Rather than going on at length about how oscillators work, I’m going to highlight some of Nightlife’s fun and unique oscillator features.

Whole Lotta Waves – Unlike most analog–style synths that typically feature just a handful of waves, Nightlife includes dozens of waves ranging from simple analog sawtooth and square waves, to harmonically complex digital waves. Best of all, you can easily create your own custom waves by simply clicking and dragging the mouse in the wave display area, and you’ll hear the resulting modifications in real–time. (Check out the video at 1:26 for more info on Nightlife’s waves.)

Pulse–Width Modulation (PWM) – This is a pretty standard analog synth feature that alters the width (aka “duty cycle”) of a square wave for thinner and thicker tones as well as a chorus-like motion when modulated by an LFO or envelope generator.
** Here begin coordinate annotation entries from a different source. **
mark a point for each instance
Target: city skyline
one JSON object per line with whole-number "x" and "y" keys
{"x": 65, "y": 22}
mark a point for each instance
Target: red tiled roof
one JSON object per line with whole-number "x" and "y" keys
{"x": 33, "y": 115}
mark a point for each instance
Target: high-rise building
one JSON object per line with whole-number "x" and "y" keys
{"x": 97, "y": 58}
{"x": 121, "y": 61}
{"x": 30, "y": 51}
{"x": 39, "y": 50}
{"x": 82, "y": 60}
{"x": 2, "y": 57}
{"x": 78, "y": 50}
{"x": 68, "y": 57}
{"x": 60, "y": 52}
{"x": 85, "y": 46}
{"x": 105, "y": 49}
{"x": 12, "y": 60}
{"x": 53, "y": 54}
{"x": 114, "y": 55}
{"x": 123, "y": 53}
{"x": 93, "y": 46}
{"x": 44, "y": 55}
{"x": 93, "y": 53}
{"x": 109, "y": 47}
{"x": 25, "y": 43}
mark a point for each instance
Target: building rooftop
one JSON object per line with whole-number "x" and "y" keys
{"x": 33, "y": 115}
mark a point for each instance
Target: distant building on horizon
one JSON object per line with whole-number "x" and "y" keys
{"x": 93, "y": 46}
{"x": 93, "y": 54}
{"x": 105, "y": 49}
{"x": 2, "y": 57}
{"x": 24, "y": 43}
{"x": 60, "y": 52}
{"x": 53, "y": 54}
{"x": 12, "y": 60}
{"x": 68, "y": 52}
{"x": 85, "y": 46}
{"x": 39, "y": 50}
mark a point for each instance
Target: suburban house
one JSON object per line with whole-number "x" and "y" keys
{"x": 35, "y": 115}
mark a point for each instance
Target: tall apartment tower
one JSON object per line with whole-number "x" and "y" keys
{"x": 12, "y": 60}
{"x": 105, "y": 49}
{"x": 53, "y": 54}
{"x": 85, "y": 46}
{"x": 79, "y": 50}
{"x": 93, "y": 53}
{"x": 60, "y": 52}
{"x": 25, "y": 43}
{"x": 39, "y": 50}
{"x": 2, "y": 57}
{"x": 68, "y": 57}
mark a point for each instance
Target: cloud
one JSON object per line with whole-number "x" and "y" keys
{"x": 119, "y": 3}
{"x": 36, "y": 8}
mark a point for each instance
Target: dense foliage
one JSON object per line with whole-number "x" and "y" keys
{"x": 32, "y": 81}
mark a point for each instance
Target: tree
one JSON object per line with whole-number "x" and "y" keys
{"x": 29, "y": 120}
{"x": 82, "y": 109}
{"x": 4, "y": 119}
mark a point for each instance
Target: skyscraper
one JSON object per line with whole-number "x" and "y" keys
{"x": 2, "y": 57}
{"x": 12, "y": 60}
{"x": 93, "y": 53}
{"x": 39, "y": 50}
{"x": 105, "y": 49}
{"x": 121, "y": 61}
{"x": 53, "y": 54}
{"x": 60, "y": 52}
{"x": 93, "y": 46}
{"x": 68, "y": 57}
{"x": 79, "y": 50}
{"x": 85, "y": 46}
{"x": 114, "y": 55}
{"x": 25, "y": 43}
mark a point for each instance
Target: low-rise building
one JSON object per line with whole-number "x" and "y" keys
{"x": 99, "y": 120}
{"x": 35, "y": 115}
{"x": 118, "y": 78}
Nightlife’s implementation is unique in that it morphs between a standard PWM square wave sound and whatever wave you’ve selected. This lets you create interesting evolving timbres, especially when modulated from an aforementioned LFO or envelope generator. (Check out the video at 2:47 for more info on pulse-width modulation.)
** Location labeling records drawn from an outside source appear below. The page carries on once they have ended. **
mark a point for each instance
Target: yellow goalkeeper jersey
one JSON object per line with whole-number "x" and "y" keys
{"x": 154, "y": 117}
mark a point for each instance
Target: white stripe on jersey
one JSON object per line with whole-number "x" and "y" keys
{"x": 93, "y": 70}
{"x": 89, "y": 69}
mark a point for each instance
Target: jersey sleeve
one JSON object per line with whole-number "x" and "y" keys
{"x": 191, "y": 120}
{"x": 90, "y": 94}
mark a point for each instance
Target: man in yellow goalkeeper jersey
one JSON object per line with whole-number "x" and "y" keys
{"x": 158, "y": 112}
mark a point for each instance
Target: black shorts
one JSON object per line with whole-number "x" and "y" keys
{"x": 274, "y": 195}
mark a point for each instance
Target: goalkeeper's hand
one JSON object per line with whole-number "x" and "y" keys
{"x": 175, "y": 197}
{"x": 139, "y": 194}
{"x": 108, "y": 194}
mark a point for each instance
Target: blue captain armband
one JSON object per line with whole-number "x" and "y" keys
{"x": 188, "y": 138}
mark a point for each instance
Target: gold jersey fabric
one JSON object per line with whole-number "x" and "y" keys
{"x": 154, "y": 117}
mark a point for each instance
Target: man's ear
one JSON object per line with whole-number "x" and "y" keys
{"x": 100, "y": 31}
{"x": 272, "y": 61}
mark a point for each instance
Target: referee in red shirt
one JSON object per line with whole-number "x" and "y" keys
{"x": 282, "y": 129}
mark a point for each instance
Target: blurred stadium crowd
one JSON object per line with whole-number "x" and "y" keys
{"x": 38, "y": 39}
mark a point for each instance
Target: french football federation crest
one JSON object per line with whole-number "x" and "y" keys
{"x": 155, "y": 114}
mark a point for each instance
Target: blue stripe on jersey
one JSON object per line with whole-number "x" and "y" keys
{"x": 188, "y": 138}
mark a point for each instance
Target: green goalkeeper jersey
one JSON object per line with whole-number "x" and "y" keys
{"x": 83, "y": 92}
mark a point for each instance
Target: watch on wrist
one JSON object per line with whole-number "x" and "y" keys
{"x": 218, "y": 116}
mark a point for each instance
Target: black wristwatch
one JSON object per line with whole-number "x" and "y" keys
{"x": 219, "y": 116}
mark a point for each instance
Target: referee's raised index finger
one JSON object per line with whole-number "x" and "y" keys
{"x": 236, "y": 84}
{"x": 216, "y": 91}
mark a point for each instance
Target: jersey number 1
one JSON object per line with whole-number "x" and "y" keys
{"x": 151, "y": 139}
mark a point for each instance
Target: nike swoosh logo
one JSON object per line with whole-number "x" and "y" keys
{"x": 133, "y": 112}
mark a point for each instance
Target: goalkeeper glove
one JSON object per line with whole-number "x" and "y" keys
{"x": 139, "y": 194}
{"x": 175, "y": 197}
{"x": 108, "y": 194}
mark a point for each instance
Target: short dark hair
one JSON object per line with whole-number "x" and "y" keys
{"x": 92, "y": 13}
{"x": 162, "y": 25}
Ring Mod Ring modulation is defined as, “an implementation of amplitude modulation performed by multiplying two signals and outputting the sum and difference frequencies.” Just pretend like that made sense and keep reading… what you really want to know about ring mod is that it’s a way of mixing two oscillators that results in a lot of inharmonic frequencies, and that translates to: good for bell sounds, metal getting whacked sounds, and clarinets. Again, you can use any of Nightlife’s oscillator waves, so there are tons of possibilities. Remember that you’ll only see the ring mod knob if the Oscillator 1 tab is currently selected. (Check out the video at 4:19 for more info on ring modulation.)
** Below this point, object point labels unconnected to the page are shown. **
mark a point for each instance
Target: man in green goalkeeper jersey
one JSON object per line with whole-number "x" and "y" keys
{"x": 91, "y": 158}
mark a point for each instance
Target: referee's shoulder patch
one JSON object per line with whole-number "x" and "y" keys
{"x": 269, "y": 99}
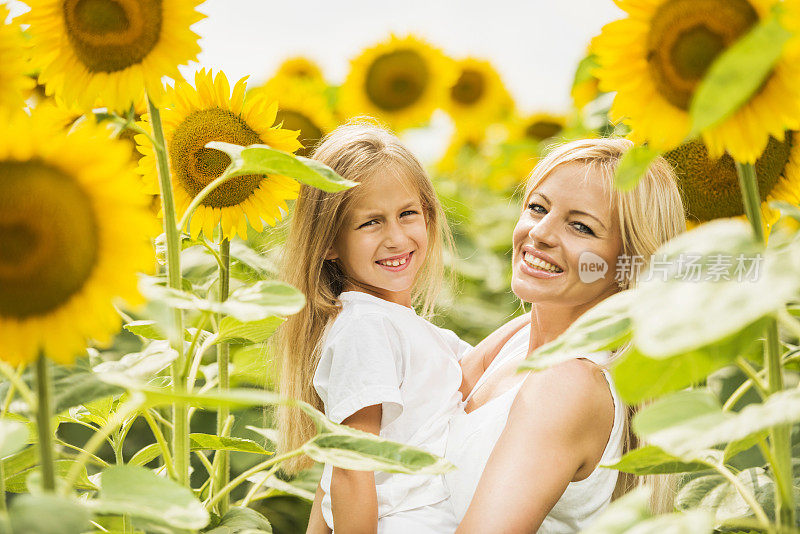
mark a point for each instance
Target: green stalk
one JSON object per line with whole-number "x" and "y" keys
{"x": 44, "y": 411}
{"x": 223, "y": 360}
{"x": 180, "y": 434}
{"x": 780, "y": 437}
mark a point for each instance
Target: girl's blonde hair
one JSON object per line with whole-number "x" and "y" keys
{"x": 649, "y": 215}
{"x": 362, "y": 152}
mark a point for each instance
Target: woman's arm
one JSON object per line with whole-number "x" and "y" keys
{"x": 557, "y": 430}
{"x": 353, "y": 495}
{"x": 475, "y": 362}
{"x": 316, "y": 523}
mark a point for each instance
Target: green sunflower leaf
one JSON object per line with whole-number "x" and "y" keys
{"x": 707, "y": 284}
{"x": 231, "y": 330}
{"x": 128, "y": 489}
{"x": 261, "y": 159}
{"x": 652, "y": 460}
{"x": 633, "y": 166}
{"x": 254, "y": 302}
{"x": 631, "y": 513}
{"x": 690, "y": 421}
{"x": 48, "y": 514}
{"x": 737, "y": 74}
{"x": 13, "y": 437}
{"x": 604, "y": 327}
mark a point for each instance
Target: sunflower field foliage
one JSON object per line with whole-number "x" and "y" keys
{"x": 143, "y": 214}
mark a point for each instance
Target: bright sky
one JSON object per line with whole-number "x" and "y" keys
{"x": 534, "y": 44}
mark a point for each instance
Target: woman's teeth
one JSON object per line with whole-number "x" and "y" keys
{"x": 393, "y": 263}
{"x": 539, "y": 263}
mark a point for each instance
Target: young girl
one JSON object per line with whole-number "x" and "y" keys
{"x": 363, "y": 258}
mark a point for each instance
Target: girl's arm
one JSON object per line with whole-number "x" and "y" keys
{"x": 475, "y": 362}
{"x": 353, "y": 494}
{"x": 556, "y": 433}
{"x": 316, "y": 523}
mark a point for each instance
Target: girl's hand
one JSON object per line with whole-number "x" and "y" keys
{"x": 353, "y": 494}
{"x": 475, "y": 362}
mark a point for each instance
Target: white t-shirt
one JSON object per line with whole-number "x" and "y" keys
{"x": 473, "y": 435}
{"x": 379, "y": 352}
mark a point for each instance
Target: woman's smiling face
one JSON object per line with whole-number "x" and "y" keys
{"x": 567, "y": 224}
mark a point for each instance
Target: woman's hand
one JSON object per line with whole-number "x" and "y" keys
{"x": 557, "y": 430}
{"x": 353, "y": 495}
{"x": 475, "y": 362}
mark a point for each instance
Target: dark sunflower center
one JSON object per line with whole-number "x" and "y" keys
{"x": 397, "y": 80}
{"x": 540, "y": 130}
{"x": 469, "y": 88}
{"x": 310, "y": 133}
{"x": 48, "y": 238}
{"x": 112, "y": 35}
{"x": 710, "y": 188}
{"x": 196, "y": 166}
{"x": 686, "y": 36}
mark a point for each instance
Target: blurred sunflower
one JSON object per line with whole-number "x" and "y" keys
{"x": 538, "y": 127}
{"x": 300, "y": 68}
{"x": 14, "y": 84}
{"x": 73, "y": 233}
{"x": 108, "y": 52}
{"x": 478, "y": 97}
{"x": 192, "y": 117}
{"x": 655, "y": 59}
{"x": 710, "y": 186}
{"x": 303, "y": 107}
{"x": 400, "y": 81}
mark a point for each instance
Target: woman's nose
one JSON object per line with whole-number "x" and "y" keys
{"x": 543, "y": 232}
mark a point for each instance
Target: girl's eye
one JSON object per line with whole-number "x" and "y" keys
{"x": 582, "y": 228}
{"x": 537, "y": 208}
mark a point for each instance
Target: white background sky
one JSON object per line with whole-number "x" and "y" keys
{"x": 535, "y": 44}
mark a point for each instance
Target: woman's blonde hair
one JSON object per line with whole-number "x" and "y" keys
{"x": 362, "y": 152}
{"x": 649, "y": 215}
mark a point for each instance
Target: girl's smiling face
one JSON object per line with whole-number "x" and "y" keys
{"x": 384, "y": 239}
{"x": 569, "y": 214}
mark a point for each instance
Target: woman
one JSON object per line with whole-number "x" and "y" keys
{"x": 529, "y": 444}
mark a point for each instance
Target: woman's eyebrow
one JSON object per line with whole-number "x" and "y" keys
{"x": 579, "y": 212}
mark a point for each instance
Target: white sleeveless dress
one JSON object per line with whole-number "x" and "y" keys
{"x": 473, "y": 435}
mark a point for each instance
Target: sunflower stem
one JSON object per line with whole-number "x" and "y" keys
{"x": 223, "y": 360}
{"x": 44, "y": 411}
{"x": 780, "y": 436}
{"x": 180, "y": 434}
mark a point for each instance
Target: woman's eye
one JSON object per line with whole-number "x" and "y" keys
{"x": 537, "y": 208}
{"x": 582, "y": 228}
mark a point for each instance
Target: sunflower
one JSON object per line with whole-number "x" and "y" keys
{"x": 73, "y": 227}
{"x": 194, "y": 116}
{"x": 710, "y": 186}
{"x": 110, "y": 51}
{"x": 303, "y": 106}
{"x": 14, "y": 84}
{"x": 400, "y": 81}
{"x": 478, "y": 97}
{"x": 300, "y": 68}
{"x": 656, "y": 58}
FM – This stands for frequency modulation and isn’t the same as FM radio (although it works on a similar principle). You’ll see the FM knob if Oscillator 2 or 3 is currently selected. FM is really just a fancy way of saying that an oscillator is essentially applying vibrato to another oscillator with the pitch changing according to the shape of the oscillator doing the vibrato–ing. However, when you hear vibrato, the oscillator doing the frequency modulation is typically oscillating at a very slow speed (if you can hear the pitch going up and down, it’s way beneath audible range). In the case of FM, the oscillator doing the modulation is oscillating in the audio range, WAY faster than a typical vibrato. This creates complex “sideband” frequencies, opening up a whole new tonal palette. Like ring mod, this will sound different depending on waveform selection. BTW, FM is the basis of the classic Yamaha DX7 digital synth from the 80’s. The diagram below should help illustrate how FM synthesis works. (Check out the video at 5:32 for more info on Nightlife’s frequency modulation.)


Sync – Oscillator sync is another fun multiple–oscillator interaction trick wherein one oscillator restarts the period of another oscillator, so that they both have the same base frequency (i.e. they’re both playing the same note). Depending on the pitch setting of the slaved oscillator, its harmonic spectra gets harsh and funky sounding. The most classic oscillator sync trick is to sweep the pitch of the slaved oscillator resulting in the familiar plasticy “tearing” sound famously heard in The Cars’ “Let’s Go” and (later), No Doubt’s “Just A Girl.” Nightlife lets you use sync with Oscillator 2 and/or Oscillator 3. In the diagram below, you can see how the waveshape of the upper waveform gets altered when it syncs to the wave on the bottom. (Check out the video at 7:22 for more info on oscillator sync.)